Ostatnie 5 lat w pucharach
Sezon | Runda, w której odpadli | Przeciwnicy i wyniki | Poprzednie rundy | Przeciwnicy i wyniki |
2015/16 | Q4 LE | Molde 0:2, 3:1 | Q3 LE | Željezničar 2:1, 1:0 |
2016/17 | FG LE | Celta 1:1, 1:1 Ajax 0:1, 1:1 Panathinaikos 2:2, 3:0 |
– | – |
2017/18 | – | – | – | – |
2018/19 | FG LE | Sevilla 1:5, 1:0 Akhisarspor 2:1, 0:0 Krasnodar 2:1, 1:2 |
Q3 LM | Ajax 2:2, 0:3 |
2019/20 | FG LE | Vitoria Guimarães 2:0, 1:1 Arsenal 0:4, 2:2 Eintracht 1:2, 2:1 |
– | – |
Standard w wymienionych sezonach nie przegrał na swoim stadionie ani razu, do tego wygrał wszystkie trzy mecze w eliminacjach. Dopiero przyjazd Rangersów zakończył tę serię. Być może skoro udało się już wygrać z Charleroi, a mecze odbywają się przy pustych trybunach, to może i Lech będzie w stanie tam zwyciężyć. Niewątpliwie będzie o to jednak znacznie trudniej niż u siebie. Na wyjazdach ze Standardem jest bowiem całkowicie odwrotnie – wygrał tylko jeden z ostatnich 18 wyjazdowych meczów w fazie zasadniczej LE, nie wygrał żadnego z ostatnich ośmiu.

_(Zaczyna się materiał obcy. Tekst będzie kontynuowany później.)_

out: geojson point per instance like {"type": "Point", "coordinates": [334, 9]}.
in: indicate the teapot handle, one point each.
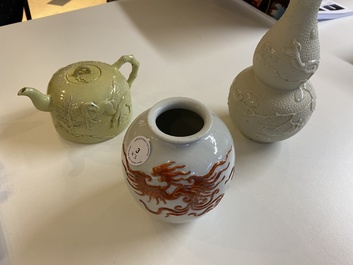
{"type": "Point", "coordinates": [134, 63]}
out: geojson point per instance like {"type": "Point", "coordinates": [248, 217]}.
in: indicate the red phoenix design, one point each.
{"type": "Point", "coordinates": [200, 194]}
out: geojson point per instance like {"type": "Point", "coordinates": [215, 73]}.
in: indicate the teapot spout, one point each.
{"type": "Point", "coordinates": [40, 101]}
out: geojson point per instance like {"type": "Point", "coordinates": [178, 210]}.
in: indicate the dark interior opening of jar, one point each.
{"type": "Point", "coordinates": [179, 122]}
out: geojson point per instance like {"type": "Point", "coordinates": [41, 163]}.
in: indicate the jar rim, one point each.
{"type": "Point", "coordinates": [180, 103]}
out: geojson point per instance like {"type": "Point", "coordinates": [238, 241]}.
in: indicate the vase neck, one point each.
{"type": "Point", "coordinates": [179, 120]}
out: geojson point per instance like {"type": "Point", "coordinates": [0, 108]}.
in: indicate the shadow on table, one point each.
{"type": "Point", "coordinates": [105, 224]}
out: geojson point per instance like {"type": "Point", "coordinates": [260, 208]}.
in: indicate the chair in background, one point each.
{"type": "Point", "coordinates": [11, 11]}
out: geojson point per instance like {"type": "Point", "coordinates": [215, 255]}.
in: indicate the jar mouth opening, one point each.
{"type": "Point", "coordinates": [180, 120]}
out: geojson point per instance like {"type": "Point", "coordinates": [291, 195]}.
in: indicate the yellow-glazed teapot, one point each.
{"type": "Point", "coordinates": [89, 101]}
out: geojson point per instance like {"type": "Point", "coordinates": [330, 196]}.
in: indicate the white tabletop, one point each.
{"type": "Point", "coordinates": [63, 203]}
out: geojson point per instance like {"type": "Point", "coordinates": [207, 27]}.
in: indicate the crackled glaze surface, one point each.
{"type": "Point", "coordinates": [273, 99]}
{"type": "Point", "coordinates": [89, 101]}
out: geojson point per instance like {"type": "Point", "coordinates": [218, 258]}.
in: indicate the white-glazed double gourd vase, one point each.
{"type": "Point", "coordinates": [178, 159]}
{"type": "Point", "coordinates": [273, 99]}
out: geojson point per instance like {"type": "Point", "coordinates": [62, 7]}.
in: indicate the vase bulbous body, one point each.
{"type": "Point", "coordinates": [273, 99]}
{"type": "Point", "coordinates": [178, 160]}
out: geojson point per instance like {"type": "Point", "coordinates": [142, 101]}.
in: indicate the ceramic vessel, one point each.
{"type": "Point", "coordinates": [273, 99]}
{"type": "Point", "coordinates": [178, 159]}
{"type": "Point", "coordinates": [89, 101]}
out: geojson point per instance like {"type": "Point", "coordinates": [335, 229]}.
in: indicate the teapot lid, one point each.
{"type": "Point", "coordinates": [83, 72]}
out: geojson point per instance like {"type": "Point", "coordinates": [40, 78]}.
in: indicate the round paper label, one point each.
{"type": "Point", "coordinates": [138, 150]}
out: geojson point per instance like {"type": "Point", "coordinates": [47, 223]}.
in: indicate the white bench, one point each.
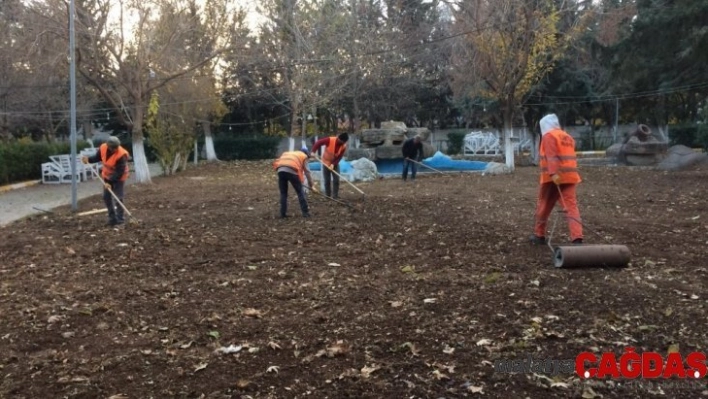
{"type": "Point", "coordinates": [59, 169]}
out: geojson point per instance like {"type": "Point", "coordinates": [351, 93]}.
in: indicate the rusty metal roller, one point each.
{"type": "Point", "coordinates": [591, 256]}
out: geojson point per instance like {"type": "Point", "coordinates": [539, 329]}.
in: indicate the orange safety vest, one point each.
{"type": "Point", "coordinates": [330, 155]}
{"type": "Point", "coordinates": [565, 158]}
{"type": "Point", "coordinates": [109, 163]}
{"type": "Point", "coordinates": [294, 160]}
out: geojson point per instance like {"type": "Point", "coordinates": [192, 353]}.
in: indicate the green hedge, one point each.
{"type": "Point", "coordinates": [20, 161]}
{"type": "Point", "coordinates": [250, 147]}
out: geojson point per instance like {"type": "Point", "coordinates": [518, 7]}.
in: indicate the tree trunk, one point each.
{"type": "Point", "coordinates": [507, 130]}
{"type": "Point", "coordinates": [209, 142]}
{"type": "Point", "coordinates": [293, 123]}
{"type": "Point", "coordinates": [142, 172]}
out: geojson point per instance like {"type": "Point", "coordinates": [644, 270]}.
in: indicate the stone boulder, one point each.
{"type": "Point", "coordinates": [639, 148]}
{"type": "Point", "coordinates": [423, 132]}
{"type": "Point", "coordinates": [386, 142]}
{"type": "Point", "coordinates": [680, 157]}
{"type": "Point", "coordinates": [382, 137]}
{"type": "Point", "coordinates": [390, 125]}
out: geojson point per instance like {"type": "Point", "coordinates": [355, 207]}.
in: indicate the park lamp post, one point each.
{"type": "Point", "coordinates": [72, 85]}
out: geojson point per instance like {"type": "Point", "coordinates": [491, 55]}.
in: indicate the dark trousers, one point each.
{"type": "Point", "coordinates": [283, 179]}
{"type": "Point", "coordinates": [414, 168]}
{"type": "Point", "coordinates": [331, 181]}
{"type": "Point", "coordinates": [115, 211]}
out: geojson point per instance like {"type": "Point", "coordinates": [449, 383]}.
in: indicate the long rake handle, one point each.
{"type": "Point", "coordinates": [426, 166]}
{"type": "Point", "coordinates": [330, 198]}
{"type": "Point", "coordinates": [340, 176]}
{"type": "Point", "coordinates": [112, 193]}
{"type": "Point", "coordinates": [565, 211]}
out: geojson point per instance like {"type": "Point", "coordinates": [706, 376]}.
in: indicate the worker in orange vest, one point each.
{"type": "Point", "coordinates": [335, 147]}
{"type": "Point", "coordinates": [114, 174]}
{"type": "Point", "coordinates": [292, 168]}
{"type": "Point", "coordinates": [559, 179]}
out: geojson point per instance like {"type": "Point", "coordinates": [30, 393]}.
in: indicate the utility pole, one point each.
{"type": "Point", "coordinates": [614, 133]}
{"type": "Point", "coordinates": [72, 84]}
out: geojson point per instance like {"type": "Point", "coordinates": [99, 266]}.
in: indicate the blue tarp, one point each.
{"type": "Point", "coordinates": [438, 161]}
{"type": "Point", "coordinates": [442, 162]}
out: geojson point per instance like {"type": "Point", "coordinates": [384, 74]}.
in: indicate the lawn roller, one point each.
{"type": "Point", "coordinates": [594, 255]}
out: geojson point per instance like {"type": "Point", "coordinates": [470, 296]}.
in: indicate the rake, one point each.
{"type": "Point", "coordinates": [131, 218]}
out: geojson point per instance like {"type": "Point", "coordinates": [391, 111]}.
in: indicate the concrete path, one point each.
{"type": "Point", "coordinates": [18, 203]}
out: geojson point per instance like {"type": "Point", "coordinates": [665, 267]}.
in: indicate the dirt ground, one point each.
{"type": "Point", "coordinates": [413, 294]}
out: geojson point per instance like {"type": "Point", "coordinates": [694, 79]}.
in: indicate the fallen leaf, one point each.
{"type": "Point", "coordinates": [411, 347]}
{"type": "Point", "coordinates": [251, 312]}
{"type": "Point", "coordinates": [588, 393]}
{"type": "Point", "coordinates": [243, 384]}
{"type": "Point", "coordinates": [474, 389]}
{"type": "Point", "coordinates": [440, 376]}
{"type": "Point", "coordinates": [229, 349]}
{"type": "Point", "coordinates": [366, 370]}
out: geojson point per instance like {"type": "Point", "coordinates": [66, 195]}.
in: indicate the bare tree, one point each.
{"type": "Point", "coordinates": [127, 65]}
{"type": "Point", "coordinates": [506, 46]}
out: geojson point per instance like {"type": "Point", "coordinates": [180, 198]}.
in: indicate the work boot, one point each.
{"type": "Point", "coordinates": [536, 240]}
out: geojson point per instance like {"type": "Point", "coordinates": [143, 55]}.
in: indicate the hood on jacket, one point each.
{"type": "Point", "coordinates": [548, 123]}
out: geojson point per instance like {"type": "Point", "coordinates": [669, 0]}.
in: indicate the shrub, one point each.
{"type": "Point", "coordinates": [455, 142]}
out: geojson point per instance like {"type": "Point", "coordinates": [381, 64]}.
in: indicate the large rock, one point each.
{"type": "Point", "coordinates": [393, 125]}
{"type": "Point", "coordinates": [378, 137]}
{"type": "Point", "coordinates": [680, 157]}
{"type": "Point", "coordinates": [357, 153]}
{"type": "Point", "coordinates": [363, 170]}
{"type": "Point", "coordinates": [639, 148]}
{"type": "Point", "coordinates": [423, 132]}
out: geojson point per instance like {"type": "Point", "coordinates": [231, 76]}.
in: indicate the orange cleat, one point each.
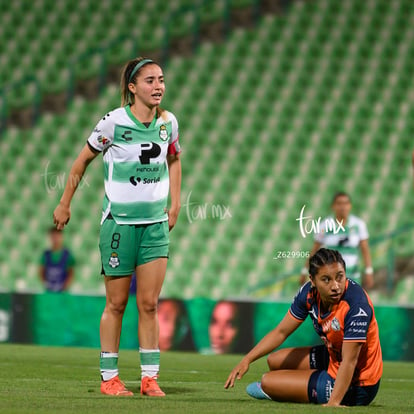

Standard to stały bywalec Ligi Europy. W fazie grupowej uczestniczy już po raz siódmy, co jest rekordem belgijskich klubów. Jednocześnie tylko za pierwszym razem był w stanie z niej awansować (właśnie wtedy, gdy grał z Wisłą Kraków).
Forma i terminarz
Ostatnio nie wyglądało to najlepiej, Standard przegrywał i nie strzelał goli. Mimo wszystko wcześniej zdobył na tyle dużo punktów, że przełamanie i zwycięstwo w ostatniej kolejce z Oostende nadal utrzymuje go w czołówce.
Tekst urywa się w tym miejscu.